Heavy rain, thick cloud and thunderstorms will impact several states and territories from this weekend into next week as an injection of tropical moisture moves across Australia. 

A trough currently sitting over the northern interior will dip south over the weekend, dragging cloud and rain across large areas of SA, NSW, QLD and VIC from Sunday into the first half of next week.  

Accumulated rainfall totals of 40 to 80 mm are forecast across inland areas of these states between this weekend and the middle of next week.  

However, parts of the eastern NT and western and northern QLD could see weekly accumulated rainfall totals reaching 100 to 200mm, possibly even higher in some areas. The map below shows the forecast accumulated rain from one computer model during the week ending on Thursday, April 28. 

 MicrosoftTeams-image (362)

Image: ECMWF accumulated forecast rainfall for the week ending on Thursday, April 28.

The rain and cloud will initially focus on Australia’s central and northern interior on the weekend before gradually spreading further south and east early next week. 

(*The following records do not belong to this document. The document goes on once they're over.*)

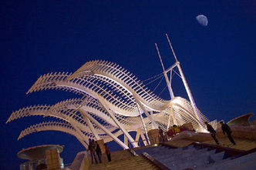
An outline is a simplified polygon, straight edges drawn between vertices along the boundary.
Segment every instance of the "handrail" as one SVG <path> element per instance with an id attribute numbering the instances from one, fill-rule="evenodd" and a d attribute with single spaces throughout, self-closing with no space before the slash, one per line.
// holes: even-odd
<path id="1" fill-rule="evenodd" d="M 246 151 L 237 149 L 237 148 L 231 148 L 227 147 L 220 146 L 217 145 L 207 144 L 207 143 L 201 143 L 201 142 L 193 142 L 190 145 L 194 145 L 196 146 L 200 146 L 202 148 L 208 148 L 210 149 L 217 149 L 218 151 L 226 151 L 228 153 L 229 156 L 234 156 L 237 155 L 244 155 L 246 154 Z"/>
<path id="2" fill-rule="evenodd" d="M 142 155 L 144 156 L 147 159 L 148 159 L 151 163 L 153 163 L 154 165 L 156 165 L 157 168 L 159 168 L 161 170 L 170 170 L 168 167 L 155 159 L 153 156 L 151 156 L 147 152 L 144 152 L 142 153 Z"/>
<path id="3" fill-rule="evenodd" d="M 138 156 L 138 155 L 135 152 L 135 151 L 133 151 L 131 148 L 128 149 L 130 151 L 130 152 L 133 155 L 133 156 Z"/>
<path id="4" fill-rule="evenodd" d="M 177 146 L 174 146 L 174 145 L 170 145 L 170 144 L 167 144 L 167 143 L 160 143 L 160 145 L 163 145 L 163 146 L 165 146 L 165 147 L 167 147 L 167 148 L 177 148 L 179 147 L 177 147 Z"/>

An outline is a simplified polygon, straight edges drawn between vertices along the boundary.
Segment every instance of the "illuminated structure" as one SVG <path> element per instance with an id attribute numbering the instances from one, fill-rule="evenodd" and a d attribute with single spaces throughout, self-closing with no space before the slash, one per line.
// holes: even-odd
<path id="1" fill-rule="evenodd" d="M 159 51 L 158 54 L 160 58 Z M 147 145 L 146 139 L 150 143 L 147 132 L 158 126 L 166 130 L 173 125 L 191 122 L 195 130 L 204 132 L 202 125 L 207 119 L 197 108 L 175 54 L 174 57 L 176 63 L 167 70 L 161 61 L 171 100 L 163 100 L 153 94 L 141 81 L 117 64 L 96 60 L 85 63 L 74 73 L 42 75 L 27 92 L 29 94 L 58 89 L 83 97 L 53 105 L 21 108 L 12 112 L 7 122 L 30 115 L 55 117 L 60 121 L 32 125 L 23 130 L 18 139 L 33 132 L 55 130 L 74 135 L 86 148 L 89 138 L 103 139 L 104 142 L 114 140 L 123 148 L 128 148 L 128 140 L 136 147 L 141 136 Z M 190 102 L 174 97 L 167 75 L 174 67 L 179 69 Z M 135 139 L 129 134 L 133 131 L 136 132 Z M 123 134 L 125 137 L 121 141 L 117 137 Z"/>

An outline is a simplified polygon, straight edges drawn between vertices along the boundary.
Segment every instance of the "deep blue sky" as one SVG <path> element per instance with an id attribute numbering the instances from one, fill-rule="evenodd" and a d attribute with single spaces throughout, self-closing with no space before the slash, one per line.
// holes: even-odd
<path id="1" fill-rule="evenodd" d="M 208 26 L 195 17 L 207 16 Z M 12 1 L 0 2 L 0 169 L 18 169 L 22 148 L 64 145 L 70 163 L 83 150 L 73 137 L 58 132 L 35 133 L 17 141 L 19 132 L 41 117 L 5 124 L 12 111 L 54 104 L 74 95 L 58 91 L 25 95 L 36 79 L 50 72 L 75 72 L 85 62 L 116 62 L 140 80 L 162 72 L 157 42 L 166 68 L 176 55 L 199 109 L 210 119 L 229 121 L 255 113 L 256 2 L 241 1 Z M 149 87 L 154 88 L 155 85 Z M 156 93 L 164 88 L 161 83 Z M 181 80 L 175 95 L 187 98 Z M 165 90 L 160 96 L 168 99 Z M 117 149 L 110 144 L 110 149 Z M 10 168 L 6 168 L 8 165 Z"/>

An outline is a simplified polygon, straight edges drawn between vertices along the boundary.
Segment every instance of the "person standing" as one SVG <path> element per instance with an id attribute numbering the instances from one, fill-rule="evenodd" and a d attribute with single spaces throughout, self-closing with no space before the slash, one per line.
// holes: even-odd
<path id="1" fill-rule="evenodd" d="M 96 144 L 94 142 L 94 139 L 92 140 L 92 142 L 89 142 L 89 146 L 88 146 L 88 149 L 90 151 L 91 153 L 91 158 L 92 158 L 92 164 L 93 164 L 93 158 L 95 160 L 96 164 L 98 164 L 98 161 L 96 158 L 96 156 L 95 155 L 95 151 L 96 151 Z"/>
<path id="2" fill-rule="evenodd" d="M 97 156 L 98 156 L 98 158 L 99 158 L 99 163 L 102 163 L 102 161 L 101 161 L 101 155 L 102 155 L 102 153 L 101 153 L 101 150 L 100 150 L 100 147 L 99 147 L 99 145 L 98 144 L 97 142 L 96 142 L 96 154 L 97 154 Z"/>
<path id="3" fill-rule="evenodd" d="M 107 159 L 109 160 L 109 162 L 111 162 L 111 155 L 110 155 L 110 151 L 109 149 L 109 147 L 107 147 L 106 143 L 104 143 L 104 146 L 105 146 L 105 149 L 106 149 L 106 154 L 107 156 Z"/>
<path id="4" fill-rule="evenodd" d="M 163 131 L 160 126 L 158 126 L 158 131 L 159 131 L 159 142 L 162 143 L 164 142 Z"/>
<path id="5" fill-rule="evenodd" d="M 223 134 L 225 135 L 226 132 L 227 135 L 227 138 L 231 142 L 231 143 L 233 143 L 234 145 L 236 145 L 235 142 L 234 141 L 231 136 L 232 131 L 231 128 L 227 124 L 224 123 L 222 121 L 221 121 L 220 123 L 221 125 Z"/>
<path id="6" fill-rule="evenodd" d="M 214 128 L 211 125 L 209 125 L 207 122 L 205 122 L 204 123 L 207 125 L 207 131 L 210 132 L 211 135 L 214 139 L 216 144 L 220 145 L 219 142 L 216 138 L 216 131 L 214 130 Z"/>

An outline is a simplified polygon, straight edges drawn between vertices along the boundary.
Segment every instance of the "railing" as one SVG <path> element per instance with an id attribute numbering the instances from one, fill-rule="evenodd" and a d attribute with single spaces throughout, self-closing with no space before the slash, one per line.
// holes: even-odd
<path id="1" fill-rule="evenodd" d="M 237 148 L 227 148 L 224 146 L 220 146 L 217 145 L 211 145 L 211 144 L 207 144 L 207 143 L 200 143 L 200 142 L 193 142 L 190 144 L 194 145 L 196 146 L 200 146 L 202 148 L 208 148 L 210 149 L 217 149 L 220 152 L 226 151 L 229 156 L 234 156 L 234 155 L 244 155 L 246 154 L 246 151 L 237 149 Z"/>
<path id="2" fill-rule="evenodd" d="M 148 159 L 151 163 L 156 165 L 158 168 L 162 170 L 170 170 L 168 167 L 155 159 L 153 156 L 150 154 L 147 153 L 146 152 L 142 153 L 142 155 L 144 156 L 147 159 Z"/>

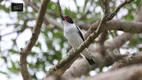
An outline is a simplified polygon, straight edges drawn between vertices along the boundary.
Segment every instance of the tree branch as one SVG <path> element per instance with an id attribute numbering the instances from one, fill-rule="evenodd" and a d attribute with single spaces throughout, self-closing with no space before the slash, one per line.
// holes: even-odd
<path id="1" fill-rule="evenodd" d="M 42 1 L 41 7 L 40 7 L 39 12 L 38 12 L 36 24 L 35 24 L 35 27 L 33 29 L 32 37 L 31 37 L 30 41 L 28 42 L 28 44 L 26 45 L 26 47 L 22 48 L 21 52 L 20 52 L 20 54 L 21 54 L 21 56 L 20 56 L 20 65 L 21 65 L 20 69 L 21 69 L 21 74 L 22 74 L 24 80 L 32 80 L 31 76 L 29 75 L 28 70 L 27 70 L 26 58 L 27 58 L 28 53 L 31 51 L 32 47 L 35 45 L 35 43 L 38 39 L 38 35 L 40 33 L 41 25 L 42 25 L 43 18 L 44 18 L 46 8 L 47 8 L 49 1 L 50 0 L 43 0 Z"/>
<path id="2" fill-rule="evenodd" d="M 112 13 L 111 13 L 112 14 Z M 88 47 L 92 42 L 93 40 L 99 36 L 99 34 L 103 31 L 103 27 L 102 27 L 102 24 L 105 23 L 105 21 L 107 21 L 106 19 L 107 15 L 105 15 L 101 21 L 99 21 L 99 26 L 96 30 L 96 32 L 93 32 L 85 41 L 82 45 L 80 45 L 77 49 L 75 49 L 75 51 L 70 51 L 69 52 L 69 55 L 61 60 L 57 65 L 55 65 L 54 67 L 50 68 L 50 70 L 48 71 L 47 73 L 47 76 L 48 77 L 49 75 L 58 75 L 58 76 L 61 76 L 67 68 L 70 67 L 70 65 L 73 63 L 73 61 L 78 57 L 79 53 L 81 51 L 83 51 L 86 47 Z M 114 16 L 110 16 L 109 18 L 112 18 Z M 108 18 L 108 17 L 107 17 Z"/>
<path id="3" fill-rule="evenodd" d="M 140 64 L 142 63 L 142 52 L 139 52 L 137 54 L 129 55 L 117 62 L 115 62 L 112 65 L 112 68 L 110 70 L 116 70 L 118 68 L 122 68 L 124 66 L 129 66 L 133 64 Z"/>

The heaviest daily falls are expected to occur over inland parts of the NT, QLD and SA on Sunday, Monday and Tuesday, with 24-hour totals of 80-100mm possible each day. Falls could exceed 100mm in severe thunderstorms, which could produce flooding. 

 MicrosoftTeams-image (363)

The rain and cloud will slowly spread east early-to-mid mid next week, impacting parts of VIC, NSW and the ACT, possibly including Sydney, Canberra and Melbourne. The rain band could deliver daily rainfall totals of 40-80mm in western NSW on both Wednesday and Thursday, April 27 and 28. 

The thick cloud band also has the potential to reduce solar output across the National Electricity Market (NEM) for several days. The tropical moisture associated with this system will also increase the humidity across southern and southeastern Australia next week.  

Looking ahead, a cold front will approach SA late next week, which may re-establishing heavy rain, severe thunderstorms and thick cloud across southeastern Australia as it moves through. 

Solar power is becoming increasingly important in the Australian energy markets; however, the variable nature of solar generation poses significant challenges for integration into the electricity industry. 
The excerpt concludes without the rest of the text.